0
votes

I'm using Mongo, Elastic Search and this river plugin: https://github.com/richardwilly98/elasticsearch-river-mongodb

I have successfully set everything up in that the river keeps the ES data updated when Mongo is updated, but the river is straight up copying all the properties from the Mongo documents into ES, but I only want a small sub-set of those records. E.g. if a Mongo doc has 30 properties all of them are getting put into ES instead of only the 5 that I want. I assume the issue is with the mappings, and I've followed several docs and another Stack Overflow thread (curl -X POST -d @mapping.json + mapping not created) but it still is not working for me. Here is what I'm doing:

I'm creating my index with:

curl -XPOST "http://localhost:9200/mongoindex" -d @index.json

index.json:

{
  "settings" : {
      "number_of_shards" : 1
  },
  "analysis" : {
    "analyzer" : {
      "str_search_analyzer" : {
        "tokenizer" : "keyword",
        "filter" : ["lowercase"]
      },
      "str_index_analyzer" : {
         "tokenizer" : "keyword",
         "filter" : ["lowercase", "ngram"]
      }
    },
    "filter" : {
      "ngram" : {
        "type" : "ngram",
        "min_gram" : 2,
        "max_gram" : 20
      }
    }
  }
}

Then running:

curl -XPOST "http://localhost:9200/mongoindex/listing/_mapping" -d @mapping.json

With this data:

{
   "listing":{
      "properties":{
        "_all": {
          "enabled": false
        },
        "title": {
          "type": "string",
          "store": false,
          "index": "not_analyzed"
        },
        "bathrooms": {
          "type": "integer",
          "store": true,
          "index": "analyzed"
        },
        "bedrooms": {
          "type": "integer",
          "store": true,
          "index": "analyzed"
        },
        "address": {
          "type": "nested",
          "include_in_parent": true,
          "store": true,
            "properties": {
              "counrty": {
                "type":"string"
              },
              "city": {
                "type":"string"
              },
              "stateOrProvince": {
                "type":"string"
              },
              "fullStreetAddress": {
                "type":"string"
              },
              "postalCode": {
                "type":"string"
              }
            }
        },
        "location": {
          "type": "geo_point",
          "full_name": "geometry.coordiantes",
          "store": true
        }
      }
   }
}

Then finally creating the river with:

curl -XPUT "http://localhost:9200/_river/mongoindex/_meta" -d @river.json

river.json:

{
  "type": "mongodb",
  "mongodb": {
    "db": "blueprint",
    "collection": "Listing",
    "options": {
      "secondary_read_preference": true,
      "drop_collection": true
    }
  },
  "index": {
    "name": "mongoindex",
    "type": "listing"
  }
}

After all that the river works in that ES is populated, but its a verbatim copy of Mongo right now, and I need to modify the mappings, but it just is not taking effect. What am I missing?
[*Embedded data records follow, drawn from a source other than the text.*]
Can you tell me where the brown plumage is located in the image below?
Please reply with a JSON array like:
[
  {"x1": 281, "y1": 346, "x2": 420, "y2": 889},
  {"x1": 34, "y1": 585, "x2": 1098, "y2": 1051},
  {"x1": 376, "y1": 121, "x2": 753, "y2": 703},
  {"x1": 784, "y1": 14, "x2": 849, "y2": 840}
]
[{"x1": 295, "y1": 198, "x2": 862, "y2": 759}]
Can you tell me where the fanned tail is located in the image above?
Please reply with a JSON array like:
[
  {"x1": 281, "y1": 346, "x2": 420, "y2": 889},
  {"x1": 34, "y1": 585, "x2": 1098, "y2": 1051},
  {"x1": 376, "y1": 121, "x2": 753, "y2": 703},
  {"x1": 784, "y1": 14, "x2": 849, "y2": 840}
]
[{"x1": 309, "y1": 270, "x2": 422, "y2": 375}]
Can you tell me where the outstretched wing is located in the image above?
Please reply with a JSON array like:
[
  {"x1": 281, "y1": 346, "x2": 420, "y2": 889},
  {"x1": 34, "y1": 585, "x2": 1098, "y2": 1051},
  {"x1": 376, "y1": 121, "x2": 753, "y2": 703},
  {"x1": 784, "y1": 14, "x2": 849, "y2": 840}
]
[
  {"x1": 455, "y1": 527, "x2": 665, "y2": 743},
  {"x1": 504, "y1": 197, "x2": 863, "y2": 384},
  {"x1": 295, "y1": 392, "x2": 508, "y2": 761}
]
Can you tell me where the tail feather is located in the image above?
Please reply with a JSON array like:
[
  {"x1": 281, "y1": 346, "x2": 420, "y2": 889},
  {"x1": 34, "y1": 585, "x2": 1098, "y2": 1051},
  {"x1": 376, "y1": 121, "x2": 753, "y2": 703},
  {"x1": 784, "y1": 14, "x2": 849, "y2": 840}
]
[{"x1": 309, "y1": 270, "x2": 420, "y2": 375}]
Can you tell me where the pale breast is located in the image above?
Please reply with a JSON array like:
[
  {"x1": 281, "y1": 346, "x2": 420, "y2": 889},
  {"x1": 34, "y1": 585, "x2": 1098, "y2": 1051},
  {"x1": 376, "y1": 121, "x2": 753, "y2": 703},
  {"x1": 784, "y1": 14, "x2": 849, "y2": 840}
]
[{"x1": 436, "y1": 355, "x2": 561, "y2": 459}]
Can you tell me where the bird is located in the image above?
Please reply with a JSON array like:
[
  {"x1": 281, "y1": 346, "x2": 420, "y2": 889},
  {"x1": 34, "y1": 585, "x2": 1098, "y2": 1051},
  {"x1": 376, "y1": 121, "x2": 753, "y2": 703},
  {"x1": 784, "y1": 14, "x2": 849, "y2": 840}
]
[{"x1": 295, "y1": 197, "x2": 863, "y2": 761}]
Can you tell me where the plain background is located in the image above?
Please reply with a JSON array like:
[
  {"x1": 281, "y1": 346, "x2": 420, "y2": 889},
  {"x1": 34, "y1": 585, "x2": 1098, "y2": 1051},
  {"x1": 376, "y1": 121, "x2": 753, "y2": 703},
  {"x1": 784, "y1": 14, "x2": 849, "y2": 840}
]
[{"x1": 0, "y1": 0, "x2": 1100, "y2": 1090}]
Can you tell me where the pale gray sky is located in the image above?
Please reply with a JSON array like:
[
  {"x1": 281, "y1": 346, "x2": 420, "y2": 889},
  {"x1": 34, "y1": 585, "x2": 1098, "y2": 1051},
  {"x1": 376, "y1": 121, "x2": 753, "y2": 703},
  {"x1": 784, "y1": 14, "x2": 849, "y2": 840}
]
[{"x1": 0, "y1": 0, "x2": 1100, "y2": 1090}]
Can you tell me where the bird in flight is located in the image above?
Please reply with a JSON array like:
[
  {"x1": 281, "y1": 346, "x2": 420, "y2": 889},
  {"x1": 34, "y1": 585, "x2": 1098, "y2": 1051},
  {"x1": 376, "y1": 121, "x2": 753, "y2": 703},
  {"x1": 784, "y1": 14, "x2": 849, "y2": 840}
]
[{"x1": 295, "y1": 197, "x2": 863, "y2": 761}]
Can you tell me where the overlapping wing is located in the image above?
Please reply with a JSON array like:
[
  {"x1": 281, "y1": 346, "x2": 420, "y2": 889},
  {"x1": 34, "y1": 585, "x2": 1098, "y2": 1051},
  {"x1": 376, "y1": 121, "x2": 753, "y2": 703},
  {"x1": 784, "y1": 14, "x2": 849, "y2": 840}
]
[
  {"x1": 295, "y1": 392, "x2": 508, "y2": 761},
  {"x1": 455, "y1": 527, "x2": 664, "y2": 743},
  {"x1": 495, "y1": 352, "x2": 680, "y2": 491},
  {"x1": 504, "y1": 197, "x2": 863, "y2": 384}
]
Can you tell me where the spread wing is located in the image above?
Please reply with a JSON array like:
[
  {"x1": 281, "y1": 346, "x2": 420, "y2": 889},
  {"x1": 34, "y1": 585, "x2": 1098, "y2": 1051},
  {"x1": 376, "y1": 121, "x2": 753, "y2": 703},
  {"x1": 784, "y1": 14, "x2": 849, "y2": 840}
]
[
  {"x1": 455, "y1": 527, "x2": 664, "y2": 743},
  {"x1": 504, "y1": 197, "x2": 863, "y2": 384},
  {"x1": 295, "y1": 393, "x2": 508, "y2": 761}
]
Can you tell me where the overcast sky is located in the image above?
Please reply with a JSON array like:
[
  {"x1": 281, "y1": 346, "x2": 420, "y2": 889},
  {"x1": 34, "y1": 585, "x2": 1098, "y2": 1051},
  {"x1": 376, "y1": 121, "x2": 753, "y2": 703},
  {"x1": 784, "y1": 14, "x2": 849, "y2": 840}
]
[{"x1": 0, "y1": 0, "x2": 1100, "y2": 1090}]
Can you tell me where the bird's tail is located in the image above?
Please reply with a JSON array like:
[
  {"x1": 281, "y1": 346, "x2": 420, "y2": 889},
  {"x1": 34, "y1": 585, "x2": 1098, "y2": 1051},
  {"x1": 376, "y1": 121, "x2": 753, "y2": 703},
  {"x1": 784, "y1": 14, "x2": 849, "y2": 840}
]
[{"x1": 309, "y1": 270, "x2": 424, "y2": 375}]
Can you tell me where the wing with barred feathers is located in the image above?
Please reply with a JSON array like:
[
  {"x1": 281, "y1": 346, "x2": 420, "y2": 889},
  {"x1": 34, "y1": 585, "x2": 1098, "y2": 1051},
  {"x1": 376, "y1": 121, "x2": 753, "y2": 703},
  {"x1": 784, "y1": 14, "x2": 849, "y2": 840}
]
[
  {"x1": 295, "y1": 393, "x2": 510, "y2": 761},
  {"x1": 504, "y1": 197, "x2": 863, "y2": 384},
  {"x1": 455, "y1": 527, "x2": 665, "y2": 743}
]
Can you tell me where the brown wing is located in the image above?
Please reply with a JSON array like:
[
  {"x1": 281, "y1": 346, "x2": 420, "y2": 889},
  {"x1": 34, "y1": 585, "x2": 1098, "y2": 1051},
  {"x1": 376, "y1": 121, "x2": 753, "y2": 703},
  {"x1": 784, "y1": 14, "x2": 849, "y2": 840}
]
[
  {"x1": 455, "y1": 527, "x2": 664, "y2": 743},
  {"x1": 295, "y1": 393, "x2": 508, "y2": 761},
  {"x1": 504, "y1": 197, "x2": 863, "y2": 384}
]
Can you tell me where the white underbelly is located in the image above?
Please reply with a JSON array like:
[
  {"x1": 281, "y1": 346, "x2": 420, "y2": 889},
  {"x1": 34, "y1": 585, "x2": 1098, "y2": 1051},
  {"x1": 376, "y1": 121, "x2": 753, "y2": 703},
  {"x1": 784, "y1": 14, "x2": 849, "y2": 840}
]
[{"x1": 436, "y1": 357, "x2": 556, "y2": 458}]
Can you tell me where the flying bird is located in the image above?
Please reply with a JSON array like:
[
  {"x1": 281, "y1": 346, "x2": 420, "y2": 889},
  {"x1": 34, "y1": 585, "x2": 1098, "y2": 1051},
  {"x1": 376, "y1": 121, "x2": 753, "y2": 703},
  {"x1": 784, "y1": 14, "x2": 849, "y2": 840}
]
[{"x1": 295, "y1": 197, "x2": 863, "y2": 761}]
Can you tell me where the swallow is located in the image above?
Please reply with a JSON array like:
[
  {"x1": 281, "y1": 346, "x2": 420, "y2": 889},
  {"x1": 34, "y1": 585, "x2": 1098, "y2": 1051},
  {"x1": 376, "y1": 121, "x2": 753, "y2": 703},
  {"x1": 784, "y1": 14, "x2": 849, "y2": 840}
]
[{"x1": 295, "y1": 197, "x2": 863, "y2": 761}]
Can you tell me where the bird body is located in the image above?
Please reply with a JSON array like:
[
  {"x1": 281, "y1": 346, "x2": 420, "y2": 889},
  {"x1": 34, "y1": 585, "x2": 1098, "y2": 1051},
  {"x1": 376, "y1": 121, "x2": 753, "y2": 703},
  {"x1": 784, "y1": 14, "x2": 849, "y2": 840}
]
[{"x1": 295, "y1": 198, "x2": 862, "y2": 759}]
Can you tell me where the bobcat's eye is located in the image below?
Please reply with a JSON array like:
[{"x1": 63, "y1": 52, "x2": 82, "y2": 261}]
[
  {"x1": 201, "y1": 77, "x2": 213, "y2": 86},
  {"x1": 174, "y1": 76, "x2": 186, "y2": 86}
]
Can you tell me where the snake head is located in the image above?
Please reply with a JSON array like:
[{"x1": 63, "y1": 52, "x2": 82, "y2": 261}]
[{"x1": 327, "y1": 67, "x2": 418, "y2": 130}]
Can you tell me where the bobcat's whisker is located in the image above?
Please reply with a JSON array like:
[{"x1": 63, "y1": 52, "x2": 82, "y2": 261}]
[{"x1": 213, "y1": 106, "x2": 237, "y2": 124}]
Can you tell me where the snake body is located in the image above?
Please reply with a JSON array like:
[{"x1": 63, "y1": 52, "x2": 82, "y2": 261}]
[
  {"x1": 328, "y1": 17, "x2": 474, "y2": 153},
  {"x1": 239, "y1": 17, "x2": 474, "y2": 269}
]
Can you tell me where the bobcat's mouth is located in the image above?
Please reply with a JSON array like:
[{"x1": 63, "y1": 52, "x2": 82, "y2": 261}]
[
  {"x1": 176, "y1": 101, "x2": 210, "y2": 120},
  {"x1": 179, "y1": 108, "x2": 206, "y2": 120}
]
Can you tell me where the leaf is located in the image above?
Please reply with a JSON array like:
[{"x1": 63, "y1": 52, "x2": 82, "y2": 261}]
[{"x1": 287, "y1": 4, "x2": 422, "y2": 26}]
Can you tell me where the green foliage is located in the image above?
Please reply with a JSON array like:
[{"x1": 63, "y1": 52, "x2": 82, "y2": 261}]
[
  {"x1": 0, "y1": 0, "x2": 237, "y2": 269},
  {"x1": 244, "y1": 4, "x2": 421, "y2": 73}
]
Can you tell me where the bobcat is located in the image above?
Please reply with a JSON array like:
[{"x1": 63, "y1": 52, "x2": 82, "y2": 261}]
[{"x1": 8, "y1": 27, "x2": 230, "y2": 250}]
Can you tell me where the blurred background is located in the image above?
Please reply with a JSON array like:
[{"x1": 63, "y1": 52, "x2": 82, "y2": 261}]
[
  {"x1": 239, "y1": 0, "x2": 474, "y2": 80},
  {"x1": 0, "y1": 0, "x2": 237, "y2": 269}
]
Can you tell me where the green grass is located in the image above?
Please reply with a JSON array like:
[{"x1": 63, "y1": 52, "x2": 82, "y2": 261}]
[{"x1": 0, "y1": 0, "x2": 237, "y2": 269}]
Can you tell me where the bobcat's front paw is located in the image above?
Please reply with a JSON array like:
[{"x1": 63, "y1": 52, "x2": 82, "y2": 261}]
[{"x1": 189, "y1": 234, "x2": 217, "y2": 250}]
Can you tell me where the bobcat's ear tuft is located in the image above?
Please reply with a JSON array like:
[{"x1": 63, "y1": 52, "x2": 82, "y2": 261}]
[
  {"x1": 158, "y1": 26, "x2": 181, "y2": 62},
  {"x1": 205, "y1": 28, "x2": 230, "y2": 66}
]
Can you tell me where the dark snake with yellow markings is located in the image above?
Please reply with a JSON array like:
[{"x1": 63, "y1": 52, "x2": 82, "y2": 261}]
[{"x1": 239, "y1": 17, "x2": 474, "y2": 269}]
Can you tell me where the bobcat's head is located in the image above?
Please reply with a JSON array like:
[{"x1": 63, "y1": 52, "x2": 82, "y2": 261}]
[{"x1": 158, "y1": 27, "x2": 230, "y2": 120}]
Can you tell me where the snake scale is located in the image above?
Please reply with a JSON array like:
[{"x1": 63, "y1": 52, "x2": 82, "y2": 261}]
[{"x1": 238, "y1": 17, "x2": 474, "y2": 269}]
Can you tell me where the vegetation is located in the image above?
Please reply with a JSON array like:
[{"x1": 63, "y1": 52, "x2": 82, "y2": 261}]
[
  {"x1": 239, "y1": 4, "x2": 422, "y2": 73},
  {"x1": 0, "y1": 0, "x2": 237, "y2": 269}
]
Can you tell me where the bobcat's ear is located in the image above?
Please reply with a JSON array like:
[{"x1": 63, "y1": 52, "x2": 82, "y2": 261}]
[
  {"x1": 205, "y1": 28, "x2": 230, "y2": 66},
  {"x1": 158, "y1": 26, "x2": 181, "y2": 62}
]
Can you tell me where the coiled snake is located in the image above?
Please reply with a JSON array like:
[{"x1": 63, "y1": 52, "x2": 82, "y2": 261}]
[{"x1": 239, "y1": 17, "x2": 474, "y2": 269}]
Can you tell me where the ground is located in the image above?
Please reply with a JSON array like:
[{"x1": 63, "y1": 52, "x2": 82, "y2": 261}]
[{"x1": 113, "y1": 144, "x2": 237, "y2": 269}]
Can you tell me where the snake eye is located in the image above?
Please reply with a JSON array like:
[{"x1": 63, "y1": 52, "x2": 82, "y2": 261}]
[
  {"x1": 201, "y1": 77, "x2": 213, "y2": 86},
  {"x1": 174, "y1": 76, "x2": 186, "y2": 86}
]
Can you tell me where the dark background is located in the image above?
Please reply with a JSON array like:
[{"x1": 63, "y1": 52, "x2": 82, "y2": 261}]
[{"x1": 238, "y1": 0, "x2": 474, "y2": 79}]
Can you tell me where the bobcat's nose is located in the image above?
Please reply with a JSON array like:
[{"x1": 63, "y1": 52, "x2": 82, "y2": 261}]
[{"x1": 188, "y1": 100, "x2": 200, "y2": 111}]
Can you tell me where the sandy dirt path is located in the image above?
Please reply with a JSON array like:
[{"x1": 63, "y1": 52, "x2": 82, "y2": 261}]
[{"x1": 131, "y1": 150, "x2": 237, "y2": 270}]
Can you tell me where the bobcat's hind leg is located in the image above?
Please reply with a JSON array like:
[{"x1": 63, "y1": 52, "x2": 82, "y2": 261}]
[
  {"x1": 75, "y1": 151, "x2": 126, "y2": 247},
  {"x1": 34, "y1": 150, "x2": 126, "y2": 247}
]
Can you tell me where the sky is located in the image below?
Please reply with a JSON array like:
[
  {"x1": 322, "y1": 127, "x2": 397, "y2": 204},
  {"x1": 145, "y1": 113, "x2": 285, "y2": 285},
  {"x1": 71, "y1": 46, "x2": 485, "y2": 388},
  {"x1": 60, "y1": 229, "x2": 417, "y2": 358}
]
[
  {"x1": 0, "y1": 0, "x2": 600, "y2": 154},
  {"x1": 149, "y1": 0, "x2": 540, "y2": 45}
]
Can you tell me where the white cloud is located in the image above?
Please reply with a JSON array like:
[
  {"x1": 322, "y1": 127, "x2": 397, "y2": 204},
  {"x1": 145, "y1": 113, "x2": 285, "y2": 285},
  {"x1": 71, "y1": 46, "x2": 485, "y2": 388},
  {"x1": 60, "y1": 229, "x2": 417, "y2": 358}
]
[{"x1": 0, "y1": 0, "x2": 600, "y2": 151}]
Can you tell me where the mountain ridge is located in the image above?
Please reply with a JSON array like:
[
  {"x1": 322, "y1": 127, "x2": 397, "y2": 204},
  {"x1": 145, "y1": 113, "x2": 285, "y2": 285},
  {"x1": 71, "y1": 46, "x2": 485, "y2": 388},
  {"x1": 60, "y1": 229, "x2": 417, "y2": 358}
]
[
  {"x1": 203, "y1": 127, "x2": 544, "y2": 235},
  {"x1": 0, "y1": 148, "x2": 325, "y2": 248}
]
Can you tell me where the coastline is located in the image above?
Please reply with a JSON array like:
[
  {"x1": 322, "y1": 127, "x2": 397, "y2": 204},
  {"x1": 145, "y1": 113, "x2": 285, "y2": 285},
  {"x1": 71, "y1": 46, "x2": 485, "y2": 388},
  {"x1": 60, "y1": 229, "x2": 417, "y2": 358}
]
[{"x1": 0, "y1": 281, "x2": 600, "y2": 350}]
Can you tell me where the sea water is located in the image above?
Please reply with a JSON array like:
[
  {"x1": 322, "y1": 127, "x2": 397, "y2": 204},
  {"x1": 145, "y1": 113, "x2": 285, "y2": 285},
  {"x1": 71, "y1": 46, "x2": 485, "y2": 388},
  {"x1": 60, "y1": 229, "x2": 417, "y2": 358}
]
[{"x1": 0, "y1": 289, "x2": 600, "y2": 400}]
This is what my mapping looks like after the river runs.... nothing like what I want it to look like.

ES mapping

enter image description here

2
Can you try this again, but before creating the river get the mappings with this command and add to your question? curl -XGET 'localhost:9200/_mapping?pretty'John Petrone
I get the expected result at that point, the mapping is correct after the 2nd command. Its when the river is created that it resets it. See the 2nd screenshot.Brian Litzinger

2 Answers

0
votes

I would set dynamic mapping to false:

The dynamic creation of mappings for unmapped types can be completely disabled by setting index.mapper.dynamic to false.

http://www.elasticsearch.org/guide/en/elasticsearch/reference/current/mapping-dynamic-mapping.html

Others have had similar issues to yours and it looks like the best solution so far has been to prevent the MongoDB River from dynamically mapping at all:

https://github.com/richardwilly98/elasticsearch-river-mongodb/issues/75

0
votes

Turns out the issue was that the dynamic property was left out of the mappings config. It should be in 2 places, on the index.json as shown above, and in the mappings.json:

{
   "listing":{
      "_source": {
        "enabled": false
      },
      "dynamic": false,      // <--- Need to add this
      "properties":{
        "_all": {
          "enabled": false
        },
        "title": {
          "type": "string",
          "store": false,
          "index": "str_index_analyzer"
        },
        "bathrooms": {
          "type": "integer",
          "store": true,
          "index": "analyzed"
        },
        "bedrooms": {
          "type": "integer",
          "store": true,
          "index": "analyzed"
        },
        "address": {
          "type": "nested",
          "include_in_parent": true,
          "store": true,
            "properties": {
              "counrty": {
                "type":"string",
                "index": "str_index_analyzer"
              },
              "city": {
                "type":"string",
                "index": "str_index_analyzer"
              },
              "stateOrProvince": {
                "type":"string",
                "index": "str_index_analyzer"
              },
              "fullStreetAddress": {
                "type":"string",
                "index": "str_index_analyzer"
              },
              "postalCode": {
                "type":"string"
              }
            }
        },
        "location": {
          "type": "geo_point",
          "full_name": "geometry.coordiantes",
          "store": true
        }
      }
   }
}

The 902 docs vs 451, I think that is an bug in the ElasticSearch Head plugin I'm using to browse documents. It doesn't have duplicates, but a couple of spots show 902 docs as a summary of sorts.